You Want to Charge Me What?!
Bank of America beat a hasty retreat on its proposed debit card fee (a four-day turnaround from announcement to withdrawal), but consumers should not let down their guard or stop their protests. According to a report by Blake Ellis, these financial institutions will simply turn to other, less overt ways to increase their profits.
For instance, most consumers currently pay fees such as ATM fees if they make a withdrawal from a non-member bank or fail to meet minimum account balances on non-interest checking accounts. However, if they are not diligent in checking their bank statements, they may not notice the sharp increase in these rates. For instance, the average ATM fee for a non-member bank is up to $2.40, failure to meet minimum balances is at $4.37 and overdraft fees are at a whopping $30.83.
To add insult to injury, take a look at how one bank is bumping other “typical" fees:
TD Bank Fees
- Excessive withdrawal fee - $9 (new fee)

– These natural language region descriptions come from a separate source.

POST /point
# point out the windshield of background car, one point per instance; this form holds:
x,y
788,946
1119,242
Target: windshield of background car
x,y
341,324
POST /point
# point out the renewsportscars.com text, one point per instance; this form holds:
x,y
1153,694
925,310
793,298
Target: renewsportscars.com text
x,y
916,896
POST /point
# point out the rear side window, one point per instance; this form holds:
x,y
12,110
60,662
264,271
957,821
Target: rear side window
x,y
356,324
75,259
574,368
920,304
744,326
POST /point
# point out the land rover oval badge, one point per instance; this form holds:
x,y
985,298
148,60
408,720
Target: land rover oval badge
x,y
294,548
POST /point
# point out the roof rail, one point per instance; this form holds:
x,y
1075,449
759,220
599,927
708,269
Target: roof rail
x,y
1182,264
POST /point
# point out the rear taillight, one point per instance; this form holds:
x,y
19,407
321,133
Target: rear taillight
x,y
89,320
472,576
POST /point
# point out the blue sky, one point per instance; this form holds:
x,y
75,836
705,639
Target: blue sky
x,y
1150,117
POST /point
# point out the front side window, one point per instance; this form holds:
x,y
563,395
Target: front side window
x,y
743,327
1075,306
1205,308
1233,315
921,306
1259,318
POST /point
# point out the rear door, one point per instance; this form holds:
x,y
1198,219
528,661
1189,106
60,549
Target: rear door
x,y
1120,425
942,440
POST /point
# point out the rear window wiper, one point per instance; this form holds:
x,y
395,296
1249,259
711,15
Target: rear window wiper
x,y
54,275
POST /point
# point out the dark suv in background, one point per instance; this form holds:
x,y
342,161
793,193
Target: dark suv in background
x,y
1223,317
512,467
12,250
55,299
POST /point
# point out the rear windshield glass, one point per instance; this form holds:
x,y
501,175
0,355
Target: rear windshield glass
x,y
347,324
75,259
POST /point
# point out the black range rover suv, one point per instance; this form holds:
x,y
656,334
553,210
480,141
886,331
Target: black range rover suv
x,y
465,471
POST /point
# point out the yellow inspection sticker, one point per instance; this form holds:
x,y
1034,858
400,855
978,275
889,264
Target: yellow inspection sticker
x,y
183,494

- Receive a wire transfer - $10 (old fee) vs. $15 (increased fee)
- Certified check - $4 (old fee) vs. $8 (increased fee)
- Money orders - $4 (old fee) vs. $5 (increased fee)
- Stop payment - $25 (old fee) vs. $30 (increased fee)
I don't know about you, but I'd yank my money out of TD Bank so fast, they wouldn't have time to try to dream up a fee to charge me for the withdrawal. My bank wouldn't think of charging me for common transactions such as getting certified checks or money orders, and they know if they try to charge a stop payment fee, my husband will be there in 10 minutes ready to sign all the papers to close his account of 30 years.
Now, they did try to charge me a fee once upon a time, but he just marched down to the bank and reminded them of what good customers we are, and bingo! The fee disappeared and the apologies were profuse. This is consumer oriented banking as it should be done.